DCC has been the big story in the hobby in the past 15 years. Innovations in tooling have also brought better detail and quality to the product.


----------



## Southern (Nov 17, 2008)

Good Question Mat,

Ho Steam Pulling heavyweight passenger cars. As to road name, thats a hard one. I guess it has to be the Southern Crescent limited. I can watch it for hours and hours. 

Engine: Mantua
Cars: IHC
John


----------



## Chessie 3545 (Jan 23, 2009)

For me its my Athearn RTR GP35 in Chessie/B&O paint. It runs really smooth and is just fun to watch. Especially pulling a short freight train on my layout.


----------



## Don Chovanec (Jan 13, 2009)

For me it's gotta be Shays. Yeah they may be small but some of the very best brass with the best detail in Ho, yeah shays, I love the way the various ones power the wheels. I like watching them moving or admiring them sitting. I like Steam 1850 -1950, forward cabs, and I like real working oil well horses and windmills pumps steam donkeys. . . especially if it's scratch or kitbashed. I also like the rail working/laying/repairing equiptment. Not that I don't really admire most all trains ... anytrains all scales as long as its got some heart in it. Scuse my long winded dreaming.


----------



## Boston&Maine (Dec 19, 2007)

I have no clue who my favorite manufacturer is, maybe Lionel... I like O scale because of their size, and HO scale is just too small for me... Of course my favorite steam locomotive is the Union Pacific Big Boy:


----------



## Chiefmcfuz (Dec 30, 2008)

O is my favorite because of my fathers engines from when I was growing up but I have had HO since I was little too so they are a very close second. When we get a house I plan on setting up a combo HO/O setup and I hope it will look nice.

I think his are O27


----------



## cadetpwr (Jan 24, 2009)

Anything steam. From my Marklin class 23 2-6-2 to my Rivarossi Y6b. I am in the middle of building a proper train for my Rivarossi Casey Jones to pull. I tinker with the older Rivarossi's till they run like a fine swiss watch.


----------



## shaygetz (Sep 23, 2007)

Articulated steam...Rivarossi especially.

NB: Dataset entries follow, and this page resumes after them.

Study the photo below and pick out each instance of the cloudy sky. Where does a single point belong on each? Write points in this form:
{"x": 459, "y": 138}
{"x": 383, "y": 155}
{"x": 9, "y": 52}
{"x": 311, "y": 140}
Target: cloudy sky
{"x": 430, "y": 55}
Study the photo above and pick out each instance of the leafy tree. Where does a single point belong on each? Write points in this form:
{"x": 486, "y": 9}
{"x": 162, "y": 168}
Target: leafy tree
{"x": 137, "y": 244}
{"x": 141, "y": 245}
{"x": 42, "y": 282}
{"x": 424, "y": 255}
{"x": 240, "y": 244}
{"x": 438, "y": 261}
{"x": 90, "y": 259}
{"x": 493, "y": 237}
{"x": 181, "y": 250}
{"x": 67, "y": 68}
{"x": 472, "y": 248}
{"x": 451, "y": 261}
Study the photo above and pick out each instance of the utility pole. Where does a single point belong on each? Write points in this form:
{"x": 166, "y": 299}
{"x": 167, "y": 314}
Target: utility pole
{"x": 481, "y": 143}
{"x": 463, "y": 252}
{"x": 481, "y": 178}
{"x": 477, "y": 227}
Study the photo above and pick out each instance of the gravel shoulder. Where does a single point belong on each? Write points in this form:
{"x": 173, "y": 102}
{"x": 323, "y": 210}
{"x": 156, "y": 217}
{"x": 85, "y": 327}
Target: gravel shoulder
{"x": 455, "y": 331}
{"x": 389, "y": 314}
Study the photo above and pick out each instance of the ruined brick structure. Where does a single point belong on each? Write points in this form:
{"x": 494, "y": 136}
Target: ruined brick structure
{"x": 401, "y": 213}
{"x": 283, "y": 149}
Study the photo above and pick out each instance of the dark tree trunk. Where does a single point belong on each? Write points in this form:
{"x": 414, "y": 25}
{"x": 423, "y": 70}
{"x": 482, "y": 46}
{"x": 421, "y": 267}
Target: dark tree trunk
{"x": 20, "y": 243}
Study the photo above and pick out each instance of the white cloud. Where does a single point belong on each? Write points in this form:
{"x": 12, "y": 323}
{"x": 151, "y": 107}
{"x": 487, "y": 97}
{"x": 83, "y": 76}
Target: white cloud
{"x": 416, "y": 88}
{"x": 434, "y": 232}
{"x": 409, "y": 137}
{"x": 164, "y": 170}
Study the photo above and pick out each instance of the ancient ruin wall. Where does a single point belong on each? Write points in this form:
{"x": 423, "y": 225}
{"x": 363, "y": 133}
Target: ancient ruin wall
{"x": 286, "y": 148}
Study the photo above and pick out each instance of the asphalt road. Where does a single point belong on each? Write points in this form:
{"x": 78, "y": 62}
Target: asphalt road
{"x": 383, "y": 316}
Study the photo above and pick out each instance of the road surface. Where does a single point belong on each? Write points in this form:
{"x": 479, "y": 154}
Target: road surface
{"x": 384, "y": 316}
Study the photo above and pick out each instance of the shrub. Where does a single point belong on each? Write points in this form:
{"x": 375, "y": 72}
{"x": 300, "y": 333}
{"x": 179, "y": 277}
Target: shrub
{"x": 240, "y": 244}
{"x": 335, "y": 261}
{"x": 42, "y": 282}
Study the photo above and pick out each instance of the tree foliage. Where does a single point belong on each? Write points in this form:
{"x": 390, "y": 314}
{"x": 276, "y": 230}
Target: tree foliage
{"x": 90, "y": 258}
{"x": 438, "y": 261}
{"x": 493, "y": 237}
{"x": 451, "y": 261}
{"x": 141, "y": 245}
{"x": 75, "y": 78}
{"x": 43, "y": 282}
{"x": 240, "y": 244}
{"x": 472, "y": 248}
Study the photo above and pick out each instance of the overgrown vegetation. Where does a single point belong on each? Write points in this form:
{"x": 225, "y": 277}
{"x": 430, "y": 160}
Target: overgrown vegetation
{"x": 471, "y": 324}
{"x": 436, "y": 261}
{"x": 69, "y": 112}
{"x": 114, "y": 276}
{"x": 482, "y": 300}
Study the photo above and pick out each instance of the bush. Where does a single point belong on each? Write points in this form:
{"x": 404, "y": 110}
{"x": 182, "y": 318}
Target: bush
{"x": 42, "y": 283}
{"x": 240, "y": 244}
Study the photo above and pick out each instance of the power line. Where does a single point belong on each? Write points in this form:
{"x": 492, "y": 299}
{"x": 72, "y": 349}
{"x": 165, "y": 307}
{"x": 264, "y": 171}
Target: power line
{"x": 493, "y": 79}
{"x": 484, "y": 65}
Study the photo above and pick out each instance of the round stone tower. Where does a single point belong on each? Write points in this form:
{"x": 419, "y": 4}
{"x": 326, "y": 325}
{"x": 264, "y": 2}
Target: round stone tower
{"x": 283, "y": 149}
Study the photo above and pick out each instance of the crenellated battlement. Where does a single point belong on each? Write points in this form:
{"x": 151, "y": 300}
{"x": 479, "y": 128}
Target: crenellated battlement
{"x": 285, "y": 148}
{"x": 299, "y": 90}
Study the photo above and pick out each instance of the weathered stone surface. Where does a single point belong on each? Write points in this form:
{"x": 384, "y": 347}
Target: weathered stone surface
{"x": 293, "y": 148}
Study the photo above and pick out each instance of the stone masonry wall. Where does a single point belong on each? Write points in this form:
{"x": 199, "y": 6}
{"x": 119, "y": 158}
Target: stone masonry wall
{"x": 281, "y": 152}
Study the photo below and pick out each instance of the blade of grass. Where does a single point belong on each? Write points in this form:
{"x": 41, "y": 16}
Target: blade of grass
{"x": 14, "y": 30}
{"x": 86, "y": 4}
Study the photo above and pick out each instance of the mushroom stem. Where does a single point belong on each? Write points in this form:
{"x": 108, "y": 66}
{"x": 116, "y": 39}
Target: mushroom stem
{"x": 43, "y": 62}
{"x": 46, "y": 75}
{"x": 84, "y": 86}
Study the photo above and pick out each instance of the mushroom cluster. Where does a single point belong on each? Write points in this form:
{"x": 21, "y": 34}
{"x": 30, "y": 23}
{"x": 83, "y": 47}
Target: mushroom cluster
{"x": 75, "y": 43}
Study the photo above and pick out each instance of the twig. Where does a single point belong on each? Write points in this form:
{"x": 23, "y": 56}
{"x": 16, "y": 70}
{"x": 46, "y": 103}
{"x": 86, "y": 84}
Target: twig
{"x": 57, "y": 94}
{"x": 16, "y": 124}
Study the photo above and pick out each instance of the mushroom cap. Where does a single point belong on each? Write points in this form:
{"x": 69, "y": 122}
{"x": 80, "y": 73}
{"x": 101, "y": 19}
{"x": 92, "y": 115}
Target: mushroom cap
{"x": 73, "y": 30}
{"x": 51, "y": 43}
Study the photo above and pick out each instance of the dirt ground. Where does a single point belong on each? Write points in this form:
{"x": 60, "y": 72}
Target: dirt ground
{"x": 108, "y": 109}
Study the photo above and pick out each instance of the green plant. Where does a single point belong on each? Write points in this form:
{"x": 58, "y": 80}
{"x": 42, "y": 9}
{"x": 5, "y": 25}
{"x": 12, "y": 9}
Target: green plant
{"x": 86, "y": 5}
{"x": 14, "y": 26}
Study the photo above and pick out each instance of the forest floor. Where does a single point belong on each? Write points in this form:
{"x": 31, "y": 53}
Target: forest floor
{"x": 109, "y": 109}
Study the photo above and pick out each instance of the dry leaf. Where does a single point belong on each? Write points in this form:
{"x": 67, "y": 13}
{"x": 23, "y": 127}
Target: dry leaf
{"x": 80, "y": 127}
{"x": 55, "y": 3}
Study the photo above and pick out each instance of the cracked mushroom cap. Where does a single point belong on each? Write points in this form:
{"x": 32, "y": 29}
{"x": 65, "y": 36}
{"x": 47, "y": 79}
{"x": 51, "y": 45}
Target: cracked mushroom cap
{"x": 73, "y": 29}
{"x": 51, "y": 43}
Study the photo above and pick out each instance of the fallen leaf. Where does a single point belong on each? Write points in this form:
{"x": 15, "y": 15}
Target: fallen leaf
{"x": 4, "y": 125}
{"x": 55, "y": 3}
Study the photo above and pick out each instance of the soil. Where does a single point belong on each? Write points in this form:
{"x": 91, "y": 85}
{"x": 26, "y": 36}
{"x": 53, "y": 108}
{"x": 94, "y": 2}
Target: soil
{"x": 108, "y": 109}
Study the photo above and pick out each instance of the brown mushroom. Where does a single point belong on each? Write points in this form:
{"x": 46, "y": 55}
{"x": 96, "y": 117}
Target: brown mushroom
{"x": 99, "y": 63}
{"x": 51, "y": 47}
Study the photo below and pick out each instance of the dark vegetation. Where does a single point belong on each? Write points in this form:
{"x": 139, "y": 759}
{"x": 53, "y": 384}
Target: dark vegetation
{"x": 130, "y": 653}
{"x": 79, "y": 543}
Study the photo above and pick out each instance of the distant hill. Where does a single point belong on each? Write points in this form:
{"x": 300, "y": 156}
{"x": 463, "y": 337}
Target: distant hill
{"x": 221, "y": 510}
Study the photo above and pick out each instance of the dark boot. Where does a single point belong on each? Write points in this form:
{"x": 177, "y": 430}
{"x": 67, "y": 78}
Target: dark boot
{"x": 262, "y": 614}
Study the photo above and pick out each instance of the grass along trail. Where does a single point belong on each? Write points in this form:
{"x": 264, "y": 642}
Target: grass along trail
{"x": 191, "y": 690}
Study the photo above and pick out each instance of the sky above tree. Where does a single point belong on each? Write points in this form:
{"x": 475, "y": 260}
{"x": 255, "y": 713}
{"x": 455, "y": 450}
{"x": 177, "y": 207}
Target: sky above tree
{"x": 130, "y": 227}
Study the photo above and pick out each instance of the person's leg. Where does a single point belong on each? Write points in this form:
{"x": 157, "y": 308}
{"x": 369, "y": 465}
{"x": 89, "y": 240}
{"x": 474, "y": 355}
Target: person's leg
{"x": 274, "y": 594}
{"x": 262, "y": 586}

The new stuff looks and runs great but ain't got no soul.


----------



## stationmaster (Dec 7, 2008)

That Mallet is boo-t-full. And so are Challengers, Big Boys, T-1's, Shays, .......


----------



## MacDaddy55 (Aug 19, 2008)

*Tough Choice!*

Its probably a tie between a 2-8-4 NYC & STL Berkshire, Y6b N&W, Y3 Pennsylvania(my Mallets,and UP Challenger(The ARTICULATES). I really look for older steam units because I like to tinker with them(especially those that people THINK are over the hill. AHM/Rivarossi are just exceptionally made and detailed engines...as for diesel Atlas is outstanding. Rolling stock is a toss up between Athearn and Whalthers. I guess that what you look for ties into the theme of your layout. We were doing a Southern NY Northern PA. small town of Bedford,PA. The kids are grown and after much thought I've started a Midwestern Meat Packing Plant w/ Cattle Pens/Stock yard. All based on Steam era. Once you decide what to do...research and comit to it. Good question!:thumbsup:


----------



## stationmaster (Dec 7, 2008)

Isn't the Y6b a Norfolk and Western compound(Mallet)? Challengers were used by UP and Clinchfield. Pennsylvania had a few compounds. One of the more famous was the T-1, a 4-4-4-4. Pennsy's 2-8-8-2's were actually Y3's



I could be wrong.


----------



## fomocof250d (Jan 18, 2009)

You live in Bedford? Just doing a layout of there? I'm right down the road in a smaller town by Indiana.


----------



## stationmaster (Dec 7, 2008)

I live about halfway between Indianapolis and Fort Wayne. 

All I am doing right now is building modules. Our present home is too small for any large layout. But, the time will come when I will be able to get it all together. Maybe not all, but most.


----------